Philippe Naughton and David Charter in Brussels
The leaders of France and Germany agreed today to work together to tackle the Greek debt crisis but failed to reassure jittery European financial markets.
Both the euro and Greek government bonds enjoyed a moment of respite after reports that the new EU President, Herman Van Rompuy, had brokered a bailout deal in a meeting this morning with President Sarkozy, Chancellor Angela Merkel and Jean-Claude Trichet, head of the European Central Bank.
"Euro-area member states will take determined and co-ordinated action if needed to safeguard stability in the euro area as a whole," Mr Van Rompuy told reporters in Brussels, reading from a statement agreed by all 16 eurozone states. "The Greek Government has not requested any financial support."
But as the EU's 27 leaders went into summit talks this afternoon, the lack of detail began to weigh with market traders looking for action - and hard cash - not words. The euro, which has lost about 10 per cent in value against the dollar since late 2009, initially rose slightly on Mr Van Rompuy's statement to $1.3755 before falling back $1.3688.
"It just looks like a pledge of solidarity, but no actual details of a programme, which is why the euro is still in the doldrums," said Neil Mackinnon, global macro strategist at VTB Capital. "Unless there's further news out later this afternoon, the markets will consider the EU summit response as a disappointment."
Markets see Greece at risk of defaulting on its massive borrowings because it faces several years of sluggish growth and mounting debt that even current austerity plans may not be able to stem. The even greater fear is that the crisis could prove contagious and prompt a major loss of confidence in other southern European states such as Spain and Portugal.
The crisis has exposed the vulnerability of Europe's monetary union in times of crisis. Euro members countries agree to limit their budget deficits to 3 per cent of gross domestic output because overspending can undermine their shared currency.
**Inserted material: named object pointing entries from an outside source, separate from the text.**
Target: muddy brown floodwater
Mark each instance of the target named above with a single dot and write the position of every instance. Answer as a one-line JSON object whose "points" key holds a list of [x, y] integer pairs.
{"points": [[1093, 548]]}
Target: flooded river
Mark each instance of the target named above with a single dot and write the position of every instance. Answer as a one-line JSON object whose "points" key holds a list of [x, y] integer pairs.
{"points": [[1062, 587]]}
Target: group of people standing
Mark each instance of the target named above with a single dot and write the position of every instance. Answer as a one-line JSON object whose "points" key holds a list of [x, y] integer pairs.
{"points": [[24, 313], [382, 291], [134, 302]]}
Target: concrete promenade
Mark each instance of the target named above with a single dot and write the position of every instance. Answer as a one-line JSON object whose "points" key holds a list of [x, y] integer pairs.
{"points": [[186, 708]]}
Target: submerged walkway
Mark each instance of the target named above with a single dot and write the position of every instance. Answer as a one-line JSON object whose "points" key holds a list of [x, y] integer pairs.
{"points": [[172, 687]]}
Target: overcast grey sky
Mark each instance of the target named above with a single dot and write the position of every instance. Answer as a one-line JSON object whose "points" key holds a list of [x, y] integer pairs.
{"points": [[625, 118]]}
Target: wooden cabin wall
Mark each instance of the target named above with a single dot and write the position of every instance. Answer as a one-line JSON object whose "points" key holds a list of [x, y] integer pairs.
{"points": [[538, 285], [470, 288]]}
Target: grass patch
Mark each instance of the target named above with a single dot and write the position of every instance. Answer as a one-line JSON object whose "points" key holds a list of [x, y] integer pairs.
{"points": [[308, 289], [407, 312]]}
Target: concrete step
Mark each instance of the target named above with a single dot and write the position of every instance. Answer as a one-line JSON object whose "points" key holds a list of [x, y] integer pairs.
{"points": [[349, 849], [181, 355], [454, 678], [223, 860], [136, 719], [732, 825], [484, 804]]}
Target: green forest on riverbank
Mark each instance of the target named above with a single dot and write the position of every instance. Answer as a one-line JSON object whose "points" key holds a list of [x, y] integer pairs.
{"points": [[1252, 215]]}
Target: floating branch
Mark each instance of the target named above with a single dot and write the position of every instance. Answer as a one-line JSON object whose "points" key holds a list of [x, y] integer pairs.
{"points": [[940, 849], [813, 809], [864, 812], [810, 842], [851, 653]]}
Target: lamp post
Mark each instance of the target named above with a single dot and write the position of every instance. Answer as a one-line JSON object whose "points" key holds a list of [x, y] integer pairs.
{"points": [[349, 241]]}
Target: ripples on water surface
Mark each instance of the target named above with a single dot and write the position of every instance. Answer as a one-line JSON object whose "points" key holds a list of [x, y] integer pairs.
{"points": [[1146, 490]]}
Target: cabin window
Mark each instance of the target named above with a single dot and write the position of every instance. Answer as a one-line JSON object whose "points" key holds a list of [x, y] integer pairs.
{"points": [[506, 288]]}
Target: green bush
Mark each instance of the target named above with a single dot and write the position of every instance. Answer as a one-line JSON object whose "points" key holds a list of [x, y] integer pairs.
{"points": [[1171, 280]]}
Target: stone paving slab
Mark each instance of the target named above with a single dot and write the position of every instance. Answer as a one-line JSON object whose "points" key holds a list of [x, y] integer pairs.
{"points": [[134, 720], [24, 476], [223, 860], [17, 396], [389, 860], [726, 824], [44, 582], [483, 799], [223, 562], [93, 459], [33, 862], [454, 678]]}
But those deficit rules have been broken repeatedly and have not been enough to keep Greece and other countries from getting into trouble.
Various options for tackling the Greek crisis have been floated in recent days, including EU member countries guaranteeing Greece's debt, a special credit line for the Greek Government and bilateral loans.
Mrs Merkel today talked down a full financial bailout, but said that other European governments would not leave Greece in the lurch. "We won't let Greece be alone but there are rules and they have to be respected and based on that we'll issue a statement and an explanation," she said.
French government sources said that France and Germany want to offer only "political support" at this stage and that more precise plans of real help would come at a later stage.
A senior German official said that "no concrete aid measures are being considered for Greece or other countries" and that "there is no financing need at the moment" for Greece. He said that he expected Greece to come clean with details of spending cuts this year, going far beyond general promises to overhaul its public sector and reform pensions and healthcare.
Greece needs to borrow €54 billion from bond markets this year to plug its budget gap. So far it has been able to borrow from the markets but is facing increasing interest costs amid fears of a possible default.
George Papandreou, the Prime Minister, has promised to reduce Greece's deficit to 8.7 per cent of gross domestic product this year, from 12.7 per cent last year, the highest in the EU and four times above the official EU limit. But markets doubt Greece's credibility after it admitted falsifying statistics for years to make the deficit look smaller.
They also worry that the Greek Government will not be able to deliver promised cuts because it risks social unrest. Greek workers shut down schools, grounded flights and walked out of hospitals yesterday to protest against austerity measures with a much broader strike planned for February 24.